The researchers found inequities in clinical trial enrollment and the proportion of patients who received a targeted treatment with Black patients being underrepresented in both. One area where the inequity was significant was among patients with PIK3CA variants. There was no racial difference in the proportion of patients who harbored these mutations, but only 5.9 percent of Black patients with these variants received a PI3K inhibitor compared to 28.8 percent of White patients. Moreover, no Black patients enrolled in a clinical trial based on this biomarker versus 11.5 percent of White patients.

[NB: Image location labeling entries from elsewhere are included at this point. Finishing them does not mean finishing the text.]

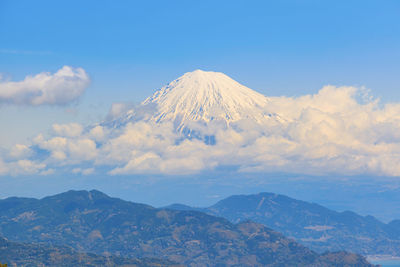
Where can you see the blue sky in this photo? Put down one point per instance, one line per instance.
(131, 48)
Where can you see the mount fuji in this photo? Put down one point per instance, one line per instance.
(202, 100)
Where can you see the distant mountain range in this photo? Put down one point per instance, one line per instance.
(312, 225)
(22, 254)
(93, 222)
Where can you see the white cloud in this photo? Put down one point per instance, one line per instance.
(69, 130)
(87, 171)
(20, 151)
(62, 87)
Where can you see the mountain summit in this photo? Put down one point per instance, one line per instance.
(201, 98)
(205, 96)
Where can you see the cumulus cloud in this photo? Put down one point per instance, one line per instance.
(330, 132)
(60, 88)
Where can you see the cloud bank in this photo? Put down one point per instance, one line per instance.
(339, 130)
(60, 88)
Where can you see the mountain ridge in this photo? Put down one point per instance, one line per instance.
(311, 224)
(94, 222)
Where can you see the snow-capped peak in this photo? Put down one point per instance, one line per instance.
(206, 96)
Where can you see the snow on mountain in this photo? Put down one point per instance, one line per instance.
(202, 97)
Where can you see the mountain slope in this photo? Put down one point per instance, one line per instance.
(21, 254)
(202, 98)
(94, 222)
(317, 227)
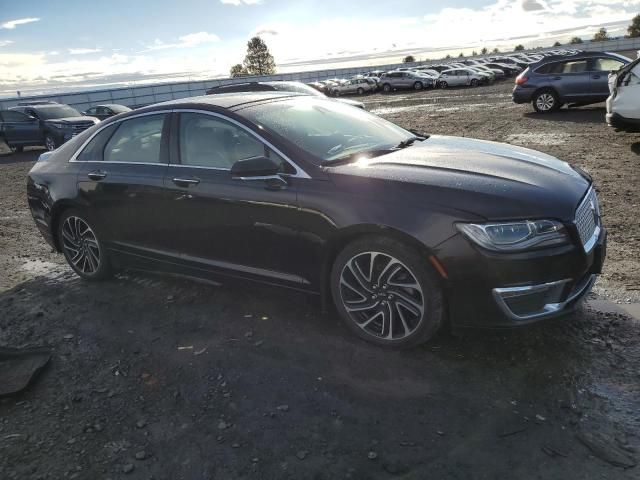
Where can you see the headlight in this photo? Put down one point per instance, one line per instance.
(514, 236)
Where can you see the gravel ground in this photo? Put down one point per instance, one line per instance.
(158, 378)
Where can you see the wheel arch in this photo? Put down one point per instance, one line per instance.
(350, 234)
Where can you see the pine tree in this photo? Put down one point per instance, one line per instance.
(258, 60)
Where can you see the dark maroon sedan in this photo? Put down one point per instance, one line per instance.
(399, 230)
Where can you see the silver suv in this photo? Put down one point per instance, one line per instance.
(399, 80)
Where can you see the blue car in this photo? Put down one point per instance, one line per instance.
(579, 79)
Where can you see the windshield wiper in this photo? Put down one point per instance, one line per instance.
(410, 141)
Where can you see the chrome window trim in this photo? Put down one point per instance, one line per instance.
(83, 146)
(300, 173)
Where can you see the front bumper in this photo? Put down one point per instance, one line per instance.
(505, 290)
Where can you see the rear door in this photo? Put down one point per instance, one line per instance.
(122, 181)
(19, 129)
(599, 68)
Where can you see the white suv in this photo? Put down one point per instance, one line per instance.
(623, 105)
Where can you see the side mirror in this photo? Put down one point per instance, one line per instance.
(254, 167)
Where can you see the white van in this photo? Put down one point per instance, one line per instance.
(623, 105)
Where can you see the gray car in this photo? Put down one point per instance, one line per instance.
(579, 79)
(400, 80)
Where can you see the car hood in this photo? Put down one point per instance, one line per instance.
(74, 120)
(487, 179)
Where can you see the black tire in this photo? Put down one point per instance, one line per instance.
(87, 245)
(546, 101)
(50, 143)
(422, 305)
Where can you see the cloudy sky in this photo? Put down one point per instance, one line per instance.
(57, 44)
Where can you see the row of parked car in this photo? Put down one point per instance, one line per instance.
(49, 124)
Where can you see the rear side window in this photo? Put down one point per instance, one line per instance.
(138, 140)
(94, 149)
(606, 65)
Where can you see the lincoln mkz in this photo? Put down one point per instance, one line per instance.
(401, 231)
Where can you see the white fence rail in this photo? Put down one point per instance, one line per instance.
(148, 94)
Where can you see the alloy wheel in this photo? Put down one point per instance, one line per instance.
(382, 296)
(81, 245)
(545, 102)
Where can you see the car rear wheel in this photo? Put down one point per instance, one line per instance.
(385, 293)
(546, 101)
(50, 143)
(81, 246)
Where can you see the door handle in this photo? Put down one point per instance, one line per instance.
(186, 182)
(97, 175)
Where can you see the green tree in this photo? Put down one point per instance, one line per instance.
(634, 28)
(237, 71)
(258, 60)
(601, 35)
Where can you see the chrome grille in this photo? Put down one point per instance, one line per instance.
(588, 219)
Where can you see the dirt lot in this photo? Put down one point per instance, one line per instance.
(157, 378)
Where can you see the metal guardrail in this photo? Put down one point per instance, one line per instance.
(144, 95)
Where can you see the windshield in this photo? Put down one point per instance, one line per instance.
(58, 111)
(327, 129)
(297, 88)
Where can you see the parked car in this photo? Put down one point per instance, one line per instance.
(623, 104)
(460, 77)
(579, 80)
(355, 85)
(310, 194)
(293, 87)
(43, 124)
(398, 80)
(102, 112)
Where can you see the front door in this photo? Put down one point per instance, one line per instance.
(237, 227)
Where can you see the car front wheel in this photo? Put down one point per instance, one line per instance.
(81, 246)
(545, 102)
(385, 293)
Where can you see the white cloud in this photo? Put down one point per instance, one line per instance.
(10, 25)
(83, 51)
(237, 3)
(186, 41)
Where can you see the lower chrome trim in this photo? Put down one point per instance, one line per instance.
(548, 310)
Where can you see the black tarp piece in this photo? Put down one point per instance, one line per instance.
(19, 366)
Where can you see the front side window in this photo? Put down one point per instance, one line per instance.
(208, 141)
(137, 140)
(606, 65)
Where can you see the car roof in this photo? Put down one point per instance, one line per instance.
(227, 101)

"There were no significant differences in the use of CDK4/6 inhibitors and mTOR inhibitors, which do not require a specific mutation found on ctDNA," Podany said. "In this retrospective study, we found these clinical inequities both in the use of PI3K inhibitors in Black patients with metastatic breast cancer and also inequities in the enrollment in clinical trials for Black patients with PIK3CA mutations."

Podany noted that her team will further explore the reasons behind the inequity in biomarker-directed targeted therapy use and clinical trial enrollment. She said they are collecting data on comorbidities that may affect which patients can receive targeted therapy and are hoping to survey and conduct future research to identify the social determinants of health in these patients.